# Newlyweds.



## crazylady (Oct 13, 2005)

A young newlywed couple wanted to join a Church. The pastor told them: "We have special requirements for new parishioners. You must abstain from sex for one whole month." The couple agreed and, two-and-a-half weeks later returned to the Church. When the pastor ushers them into his office he finds the wife crying and the husband obviously very depressed. "You are back so soon. Is there a problem?" He inquired. "We are terribly ashamed to admit that we did not manage to abstain from sex for the required month," the young man replied sadly. The pastor asked him what happened. "Well, the first week was difficult. However, we managed to abstain through sheer will power. The second week was terrible, but with the use of prayer, we managed to abstain. However, the third week was unbearable. we tried cold showers, prayer, reading from the Bible - anything to keep our minds off carnal thoughts. "One afternoon, my wife reached for a can of paint and dropped it.
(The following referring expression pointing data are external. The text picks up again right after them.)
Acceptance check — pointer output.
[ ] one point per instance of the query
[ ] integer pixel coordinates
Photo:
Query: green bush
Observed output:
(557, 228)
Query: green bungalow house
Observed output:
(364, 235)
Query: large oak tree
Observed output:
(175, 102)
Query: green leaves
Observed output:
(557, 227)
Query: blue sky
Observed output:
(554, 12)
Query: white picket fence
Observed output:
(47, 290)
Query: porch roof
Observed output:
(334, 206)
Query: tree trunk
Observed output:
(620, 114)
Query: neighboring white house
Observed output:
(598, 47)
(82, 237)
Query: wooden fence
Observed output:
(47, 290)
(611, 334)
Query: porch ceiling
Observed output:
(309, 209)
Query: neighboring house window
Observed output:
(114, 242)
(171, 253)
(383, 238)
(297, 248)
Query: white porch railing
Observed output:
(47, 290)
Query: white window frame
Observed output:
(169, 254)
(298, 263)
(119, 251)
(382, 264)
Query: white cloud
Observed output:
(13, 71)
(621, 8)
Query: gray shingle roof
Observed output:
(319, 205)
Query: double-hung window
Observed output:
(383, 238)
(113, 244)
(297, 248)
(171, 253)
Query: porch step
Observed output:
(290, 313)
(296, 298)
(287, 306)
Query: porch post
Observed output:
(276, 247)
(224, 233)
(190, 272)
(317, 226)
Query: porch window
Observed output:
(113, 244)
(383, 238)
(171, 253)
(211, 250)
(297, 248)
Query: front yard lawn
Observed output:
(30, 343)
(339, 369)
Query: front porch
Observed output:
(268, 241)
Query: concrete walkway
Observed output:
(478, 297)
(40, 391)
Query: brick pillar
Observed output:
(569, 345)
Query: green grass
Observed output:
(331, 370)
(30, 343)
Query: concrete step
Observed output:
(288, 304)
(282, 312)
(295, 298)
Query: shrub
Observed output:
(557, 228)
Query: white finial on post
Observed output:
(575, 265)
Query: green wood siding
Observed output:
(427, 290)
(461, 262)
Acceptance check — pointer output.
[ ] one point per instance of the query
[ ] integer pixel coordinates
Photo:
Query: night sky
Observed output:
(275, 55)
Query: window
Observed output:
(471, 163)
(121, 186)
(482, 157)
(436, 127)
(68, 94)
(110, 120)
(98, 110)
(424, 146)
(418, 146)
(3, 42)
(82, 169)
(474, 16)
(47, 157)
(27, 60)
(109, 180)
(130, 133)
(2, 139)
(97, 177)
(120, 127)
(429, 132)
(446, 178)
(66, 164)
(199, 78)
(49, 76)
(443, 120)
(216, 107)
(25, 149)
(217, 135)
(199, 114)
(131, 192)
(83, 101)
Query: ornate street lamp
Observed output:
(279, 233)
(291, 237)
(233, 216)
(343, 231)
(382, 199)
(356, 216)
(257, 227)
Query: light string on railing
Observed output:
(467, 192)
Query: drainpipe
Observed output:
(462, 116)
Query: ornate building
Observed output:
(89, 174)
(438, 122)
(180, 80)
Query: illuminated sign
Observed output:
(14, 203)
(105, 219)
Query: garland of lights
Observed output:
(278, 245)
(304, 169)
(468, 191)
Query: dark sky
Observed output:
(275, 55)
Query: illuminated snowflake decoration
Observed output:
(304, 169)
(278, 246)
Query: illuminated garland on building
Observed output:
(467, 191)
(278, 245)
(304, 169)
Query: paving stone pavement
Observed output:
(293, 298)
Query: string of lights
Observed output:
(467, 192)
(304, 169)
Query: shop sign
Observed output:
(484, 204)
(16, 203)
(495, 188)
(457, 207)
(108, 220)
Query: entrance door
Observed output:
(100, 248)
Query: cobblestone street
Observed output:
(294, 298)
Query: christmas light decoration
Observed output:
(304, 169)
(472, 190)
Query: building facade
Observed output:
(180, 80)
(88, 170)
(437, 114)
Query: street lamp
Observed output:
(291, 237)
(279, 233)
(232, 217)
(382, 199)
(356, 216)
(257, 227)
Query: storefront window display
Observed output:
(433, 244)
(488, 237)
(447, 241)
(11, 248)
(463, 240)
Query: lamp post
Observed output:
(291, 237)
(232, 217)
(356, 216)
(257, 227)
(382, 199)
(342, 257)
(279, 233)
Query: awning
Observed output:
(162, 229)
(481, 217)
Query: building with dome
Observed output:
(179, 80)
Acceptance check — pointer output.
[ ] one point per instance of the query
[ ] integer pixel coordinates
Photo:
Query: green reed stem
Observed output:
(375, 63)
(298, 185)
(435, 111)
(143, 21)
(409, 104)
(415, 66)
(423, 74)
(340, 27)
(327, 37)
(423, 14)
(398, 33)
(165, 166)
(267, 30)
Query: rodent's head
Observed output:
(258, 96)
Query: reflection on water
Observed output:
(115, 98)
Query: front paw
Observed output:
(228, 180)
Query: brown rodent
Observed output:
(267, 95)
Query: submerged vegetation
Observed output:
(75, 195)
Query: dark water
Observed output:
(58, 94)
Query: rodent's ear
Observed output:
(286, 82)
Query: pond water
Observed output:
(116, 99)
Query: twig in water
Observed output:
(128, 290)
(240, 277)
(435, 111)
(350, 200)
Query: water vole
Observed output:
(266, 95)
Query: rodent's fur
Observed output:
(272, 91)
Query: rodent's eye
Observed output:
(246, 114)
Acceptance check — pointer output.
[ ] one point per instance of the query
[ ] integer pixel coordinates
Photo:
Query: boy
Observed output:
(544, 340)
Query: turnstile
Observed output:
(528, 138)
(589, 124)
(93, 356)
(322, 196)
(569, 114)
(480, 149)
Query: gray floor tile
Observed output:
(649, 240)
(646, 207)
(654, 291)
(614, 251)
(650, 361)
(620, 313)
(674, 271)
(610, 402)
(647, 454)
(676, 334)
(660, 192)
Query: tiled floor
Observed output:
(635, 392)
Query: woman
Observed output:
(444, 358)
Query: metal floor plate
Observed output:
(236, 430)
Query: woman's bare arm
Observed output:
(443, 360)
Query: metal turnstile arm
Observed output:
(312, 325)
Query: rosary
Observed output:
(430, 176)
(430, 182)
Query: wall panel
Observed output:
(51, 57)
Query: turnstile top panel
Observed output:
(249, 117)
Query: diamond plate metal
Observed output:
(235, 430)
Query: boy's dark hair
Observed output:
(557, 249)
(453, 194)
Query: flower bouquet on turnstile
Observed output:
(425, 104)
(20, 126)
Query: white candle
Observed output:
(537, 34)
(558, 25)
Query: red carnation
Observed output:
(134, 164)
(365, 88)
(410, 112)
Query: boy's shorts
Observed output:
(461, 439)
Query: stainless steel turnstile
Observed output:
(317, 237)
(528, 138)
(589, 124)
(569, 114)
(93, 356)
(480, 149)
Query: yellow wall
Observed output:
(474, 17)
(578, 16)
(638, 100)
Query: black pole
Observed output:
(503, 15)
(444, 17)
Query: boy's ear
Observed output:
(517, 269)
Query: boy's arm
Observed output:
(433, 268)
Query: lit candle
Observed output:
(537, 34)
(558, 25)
When she bent over to pick it up, I was overcome with lust and had my way with her right then and there." admitted the man. "You understand this means you will not be welcome in our Church," stated the pastor. "We know," said the young man, hanging his head. "We're not welcome at Homebase either."


----------



## 2point (Jun 10, 2005)

Excellent.

They should have tried Do It All - DIY!


----------



## Motorhomersimpson (May 9, 2005)

Should have been more…Focus..ed :lol: 


MHS…Rob


----------



## artona (Jan 19, 2006)

That harsh, everyone has to hit _home-base_ occasionally


----------



## 95853 (Jul 25, 2005)

You can do it if you B and Q it!


----------